Pandemiefolgen

Proteste gegen den Infektionsschutz: Inwiefern die politische Abschaffung von demokratieoriertem Protest längst erfolgreich war

Proteste gegen den Infektionsschutz: Inwiefern die politische Abschaffung von demokratieoriertem Protest längst erfolgreich war

Wie erfolgreich oligarisch strukturierte Republiken seit langem in ihrer Demokratieverhinderungsoption sind – das Muster einer solchen Republik sind die USA, deren Gründungsväter ausdrücklich eine Republik statt einer Demokratie wollten und in der Wahlen die Voten der Bevölkerung nicht spiegeln, sondern filtern sollten – zeigt nunmehr sich in dreifacher Hinsicht: sprachlich, als Anspruchsbeliebigkeit und als Tautologisierung des Protests.

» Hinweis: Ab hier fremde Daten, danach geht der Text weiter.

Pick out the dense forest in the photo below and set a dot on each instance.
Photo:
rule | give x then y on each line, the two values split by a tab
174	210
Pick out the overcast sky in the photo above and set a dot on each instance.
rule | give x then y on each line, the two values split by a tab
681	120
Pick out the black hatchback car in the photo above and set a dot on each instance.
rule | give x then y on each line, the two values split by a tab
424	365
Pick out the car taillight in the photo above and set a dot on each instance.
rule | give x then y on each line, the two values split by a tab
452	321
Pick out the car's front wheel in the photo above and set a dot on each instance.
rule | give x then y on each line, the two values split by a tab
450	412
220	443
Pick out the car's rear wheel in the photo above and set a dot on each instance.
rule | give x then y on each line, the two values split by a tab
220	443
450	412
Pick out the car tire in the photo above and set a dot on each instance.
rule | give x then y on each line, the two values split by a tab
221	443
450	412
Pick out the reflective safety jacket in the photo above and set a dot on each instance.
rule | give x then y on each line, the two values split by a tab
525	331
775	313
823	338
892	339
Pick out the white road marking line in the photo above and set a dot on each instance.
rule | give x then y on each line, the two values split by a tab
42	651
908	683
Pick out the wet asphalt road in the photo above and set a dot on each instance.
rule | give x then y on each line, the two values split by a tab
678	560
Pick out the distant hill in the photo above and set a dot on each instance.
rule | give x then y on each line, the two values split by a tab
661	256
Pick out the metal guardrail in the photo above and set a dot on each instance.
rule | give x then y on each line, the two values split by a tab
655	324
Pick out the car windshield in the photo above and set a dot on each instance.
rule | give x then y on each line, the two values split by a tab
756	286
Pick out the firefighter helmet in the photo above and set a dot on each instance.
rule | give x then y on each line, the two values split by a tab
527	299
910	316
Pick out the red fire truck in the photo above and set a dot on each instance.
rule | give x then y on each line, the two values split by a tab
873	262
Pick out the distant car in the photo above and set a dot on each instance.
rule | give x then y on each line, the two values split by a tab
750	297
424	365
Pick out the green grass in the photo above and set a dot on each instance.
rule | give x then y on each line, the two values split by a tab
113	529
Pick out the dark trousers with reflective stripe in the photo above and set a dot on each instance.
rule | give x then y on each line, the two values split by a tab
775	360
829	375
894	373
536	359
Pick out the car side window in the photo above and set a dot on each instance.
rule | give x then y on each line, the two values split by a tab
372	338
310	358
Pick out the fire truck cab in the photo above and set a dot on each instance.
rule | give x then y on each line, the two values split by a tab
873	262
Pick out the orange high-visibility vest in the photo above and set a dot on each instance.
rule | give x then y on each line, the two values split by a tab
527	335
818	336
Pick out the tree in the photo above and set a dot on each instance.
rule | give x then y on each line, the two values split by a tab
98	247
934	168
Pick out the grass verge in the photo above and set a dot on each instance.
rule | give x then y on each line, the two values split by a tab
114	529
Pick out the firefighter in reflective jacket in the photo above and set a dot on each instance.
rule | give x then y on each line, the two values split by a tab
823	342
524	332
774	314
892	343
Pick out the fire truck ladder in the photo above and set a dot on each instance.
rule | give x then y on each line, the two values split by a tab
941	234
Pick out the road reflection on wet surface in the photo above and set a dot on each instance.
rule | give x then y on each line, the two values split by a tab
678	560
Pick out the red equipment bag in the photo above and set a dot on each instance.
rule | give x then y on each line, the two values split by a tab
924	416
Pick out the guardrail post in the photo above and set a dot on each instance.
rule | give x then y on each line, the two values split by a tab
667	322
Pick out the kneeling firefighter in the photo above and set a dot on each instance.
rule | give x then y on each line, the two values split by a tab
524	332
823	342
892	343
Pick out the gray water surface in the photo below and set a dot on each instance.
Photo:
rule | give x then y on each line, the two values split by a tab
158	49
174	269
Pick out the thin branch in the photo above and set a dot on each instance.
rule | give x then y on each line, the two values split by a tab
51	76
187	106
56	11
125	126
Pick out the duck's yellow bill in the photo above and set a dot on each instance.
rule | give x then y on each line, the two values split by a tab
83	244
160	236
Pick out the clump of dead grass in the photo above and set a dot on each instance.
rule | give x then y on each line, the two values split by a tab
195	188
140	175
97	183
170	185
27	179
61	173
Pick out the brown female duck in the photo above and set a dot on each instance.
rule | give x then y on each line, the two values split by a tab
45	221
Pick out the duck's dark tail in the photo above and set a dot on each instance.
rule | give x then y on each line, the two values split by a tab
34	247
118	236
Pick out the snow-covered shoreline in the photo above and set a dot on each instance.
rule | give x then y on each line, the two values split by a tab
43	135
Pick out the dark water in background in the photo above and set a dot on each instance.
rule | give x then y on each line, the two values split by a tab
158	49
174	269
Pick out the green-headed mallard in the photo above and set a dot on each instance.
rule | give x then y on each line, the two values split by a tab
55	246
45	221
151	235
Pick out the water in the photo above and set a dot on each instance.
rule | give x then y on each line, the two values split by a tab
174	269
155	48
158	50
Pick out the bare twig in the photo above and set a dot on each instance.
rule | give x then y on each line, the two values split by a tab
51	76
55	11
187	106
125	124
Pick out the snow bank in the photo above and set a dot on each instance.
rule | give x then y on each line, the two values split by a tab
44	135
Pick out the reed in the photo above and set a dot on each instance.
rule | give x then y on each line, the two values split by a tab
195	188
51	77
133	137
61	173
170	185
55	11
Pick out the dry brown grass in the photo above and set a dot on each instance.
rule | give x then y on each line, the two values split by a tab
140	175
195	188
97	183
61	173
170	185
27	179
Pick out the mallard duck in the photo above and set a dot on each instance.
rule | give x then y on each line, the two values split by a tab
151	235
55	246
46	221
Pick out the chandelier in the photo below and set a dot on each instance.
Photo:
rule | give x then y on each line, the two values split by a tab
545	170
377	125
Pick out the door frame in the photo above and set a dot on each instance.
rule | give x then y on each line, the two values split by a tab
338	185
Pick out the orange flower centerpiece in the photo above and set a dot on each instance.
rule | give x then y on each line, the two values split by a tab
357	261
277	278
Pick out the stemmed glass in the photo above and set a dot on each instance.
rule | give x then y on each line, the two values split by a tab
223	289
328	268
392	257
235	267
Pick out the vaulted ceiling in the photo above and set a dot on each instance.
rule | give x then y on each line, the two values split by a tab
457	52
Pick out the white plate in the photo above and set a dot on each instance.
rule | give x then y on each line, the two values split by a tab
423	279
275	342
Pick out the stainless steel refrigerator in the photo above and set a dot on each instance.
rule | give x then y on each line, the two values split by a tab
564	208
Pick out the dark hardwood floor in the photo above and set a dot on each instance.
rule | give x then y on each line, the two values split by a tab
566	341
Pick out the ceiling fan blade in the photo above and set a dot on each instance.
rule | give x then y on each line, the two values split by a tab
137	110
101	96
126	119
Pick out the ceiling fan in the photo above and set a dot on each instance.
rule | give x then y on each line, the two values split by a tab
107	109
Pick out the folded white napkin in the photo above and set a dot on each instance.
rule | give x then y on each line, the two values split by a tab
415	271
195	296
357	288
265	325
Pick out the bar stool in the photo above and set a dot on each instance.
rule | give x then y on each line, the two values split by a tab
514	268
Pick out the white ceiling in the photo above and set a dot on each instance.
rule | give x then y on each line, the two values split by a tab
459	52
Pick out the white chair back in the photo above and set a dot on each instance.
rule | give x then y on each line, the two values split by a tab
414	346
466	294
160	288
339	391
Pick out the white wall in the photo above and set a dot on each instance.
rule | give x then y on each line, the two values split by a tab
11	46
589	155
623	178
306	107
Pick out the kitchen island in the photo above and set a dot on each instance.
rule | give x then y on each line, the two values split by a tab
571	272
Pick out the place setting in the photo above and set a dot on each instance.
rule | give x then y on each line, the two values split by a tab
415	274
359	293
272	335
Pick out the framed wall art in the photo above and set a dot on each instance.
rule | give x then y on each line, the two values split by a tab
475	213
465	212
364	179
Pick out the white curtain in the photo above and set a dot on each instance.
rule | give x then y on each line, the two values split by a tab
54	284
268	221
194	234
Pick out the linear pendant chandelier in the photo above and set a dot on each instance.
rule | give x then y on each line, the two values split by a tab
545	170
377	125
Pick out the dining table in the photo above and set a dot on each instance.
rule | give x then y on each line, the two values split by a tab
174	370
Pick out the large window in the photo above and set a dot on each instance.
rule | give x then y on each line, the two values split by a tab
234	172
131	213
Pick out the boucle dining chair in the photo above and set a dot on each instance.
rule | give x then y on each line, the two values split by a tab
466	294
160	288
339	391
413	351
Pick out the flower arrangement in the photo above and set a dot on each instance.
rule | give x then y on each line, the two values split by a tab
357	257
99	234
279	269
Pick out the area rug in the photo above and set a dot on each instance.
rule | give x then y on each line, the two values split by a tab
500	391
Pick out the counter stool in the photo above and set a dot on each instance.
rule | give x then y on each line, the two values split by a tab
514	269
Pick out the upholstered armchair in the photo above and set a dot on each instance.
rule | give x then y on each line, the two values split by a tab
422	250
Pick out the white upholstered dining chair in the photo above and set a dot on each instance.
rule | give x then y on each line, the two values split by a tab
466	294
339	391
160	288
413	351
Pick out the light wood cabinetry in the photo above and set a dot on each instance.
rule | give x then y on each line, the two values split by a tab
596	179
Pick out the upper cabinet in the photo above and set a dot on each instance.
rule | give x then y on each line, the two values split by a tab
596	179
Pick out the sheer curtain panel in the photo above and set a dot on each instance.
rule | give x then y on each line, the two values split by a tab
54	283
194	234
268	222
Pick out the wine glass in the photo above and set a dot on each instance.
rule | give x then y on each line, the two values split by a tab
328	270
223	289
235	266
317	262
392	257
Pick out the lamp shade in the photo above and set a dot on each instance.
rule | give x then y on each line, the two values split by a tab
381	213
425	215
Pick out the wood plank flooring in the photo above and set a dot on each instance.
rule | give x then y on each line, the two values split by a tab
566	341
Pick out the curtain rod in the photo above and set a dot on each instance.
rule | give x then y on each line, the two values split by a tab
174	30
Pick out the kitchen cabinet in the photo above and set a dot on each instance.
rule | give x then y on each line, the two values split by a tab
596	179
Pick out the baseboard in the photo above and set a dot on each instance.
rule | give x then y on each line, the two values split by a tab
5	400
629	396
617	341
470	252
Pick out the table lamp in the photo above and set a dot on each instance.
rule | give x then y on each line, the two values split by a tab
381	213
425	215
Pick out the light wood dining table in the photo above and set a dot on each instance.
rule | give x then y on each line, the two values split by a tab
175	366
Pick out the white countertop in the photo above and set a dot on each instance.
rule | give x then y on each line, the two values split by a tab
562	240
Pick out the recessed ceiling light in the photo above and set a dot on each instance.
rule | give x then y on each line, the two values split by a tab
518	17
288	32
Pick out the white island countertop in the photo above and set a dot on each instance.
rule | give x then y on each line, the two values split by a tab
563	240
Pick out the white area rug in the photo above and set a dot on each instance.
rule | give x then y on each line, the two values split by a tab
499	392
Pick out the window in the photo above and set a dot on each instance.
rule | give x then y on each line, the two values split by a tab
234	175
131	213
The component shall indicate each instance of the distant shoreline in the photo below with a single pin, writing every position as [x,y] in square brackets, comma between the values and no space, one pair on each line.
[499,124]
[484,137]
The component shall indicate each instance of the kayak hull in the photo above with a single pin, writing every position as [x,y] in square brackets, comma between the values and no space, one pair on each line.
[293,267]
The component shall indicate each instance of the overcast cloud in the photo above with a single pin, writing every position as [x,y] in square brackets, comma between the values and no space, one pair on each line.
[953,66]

Sprachlich gilt es als Zeichen von Intellektualität, so dass statt „Ich möchte bemerken…“ gesagt wird: „Ich würde sagen…“, ohne dass dabei der fehlende Bedingungssatz genannt wird („Wenn das und das gegeben ist, dann würde ich sagen…“). Mit dem inflationären Gebrauch von „Ich würde sagen…“ wird auch der primäre Verfassungswert der Menschenwürde ad absurdum geführt. Die intellektualistische wirkende Formel „Ich würde sagen…“ drückt einen sich als Sprachakt selbst durchstreichenden Sprechakt aus. Ohne dass es die individuellen Sprecherpersonen bemerken, wird ein Akt auf Mitteilungsverzicht vollzogen. „Ich würde sagen…“ impliziert, dass ich gar nichts äußere, denn die Voraussetzungen der Gültigkeit werden in eine dem Sprecher unbekannte Zukunft verschoben.

Die Anspruchsbeliebigkeit der Berufung auf „Demokratie“ nach dem Muster „Demokratie ist, wenn…“ entspricht der Entwertung des Signifikanten. Dies folgt jedoch aus der Tatsache, dass es keine von allen Staatsangehörigen akzeptierte Definition von Demokratie gibt. Wo Definitionsmangel herrscht, entsteht automatisch eine Vervielfältigung beliebiger Ansprüche auf das, was undefiniert bleibt.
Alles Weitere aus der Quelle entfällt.